Improvements and features
SparkR is the package that adds R support in 1.4 and is based on Spark’s new DataFrame API. Developers using R will be able to to write code that scales across numerous Spark nodes, with all input and output formats additionally available. As of Spark 1.4, users programming in R can also call directly into Spark SQL and have been urged to check out the programming guide.
Further extensions of the DataFrame API were made too, “with a focus on analytic and mathematical functions”. The full list of extensions is available here.
For Python fans, Python 3 is now supported and maintains backwards-compatibility with Python 2.6. While recent data may suggest that 2.6 support in Spark isn’t as useful in the wider ecosystem, contributor Josh Rosen states that their main motivation for 2.6 support was its default setting on “a few” Linux distributions:
So far, I think the overhead of supporting 2.6 has been fairly minimal, mostly involving a handful of small changes such as not treating certain object as context managers (e.g. Zipfile objects).

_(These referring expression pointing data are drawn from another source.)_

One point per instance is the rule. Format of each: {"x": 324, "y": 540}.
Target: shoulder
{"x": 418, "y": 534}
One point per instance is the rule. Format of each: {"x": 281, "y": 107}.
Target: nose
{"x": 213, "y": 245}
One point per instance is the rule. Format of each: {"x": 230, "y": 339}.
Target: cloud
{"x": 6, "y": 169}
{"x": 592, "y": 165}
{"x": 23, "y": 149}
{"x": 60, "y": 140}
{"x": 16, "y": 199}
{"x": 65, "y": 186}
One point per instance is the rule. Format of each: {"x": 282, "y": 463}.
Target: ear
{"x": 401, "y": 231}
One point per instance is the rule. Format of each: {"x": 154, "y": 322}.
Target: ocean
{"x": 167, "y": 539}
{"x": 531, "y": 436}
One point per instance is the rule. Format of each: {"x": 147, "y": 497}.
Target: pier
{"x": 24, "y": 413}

Container management and clustering features have also been amped up in this release, as Docker and cluster support in Mesos get the green light. Mesos can now be launched via a Docker image and also utilises Mesos’ cluster mode.
Spark Streaming has been improved as it adds visual instrumentation graphs, while debugging information has been seriously enhanced in the UI. Kafka and Kinesis in 1.4 have been given a proper boost as well. Spark Core has also been granted a REST API for application information and performance improvements in the Tungsten project.
The Spark Team have thanked a shedload of organisations for benchmarking and integration testing: Intel, Palantir, Cloudera, Mesosphere, Huawei, Shopify, Netflix, Yahoo, UC Berkeley and Databricks. Spark 1.4 is available for download here.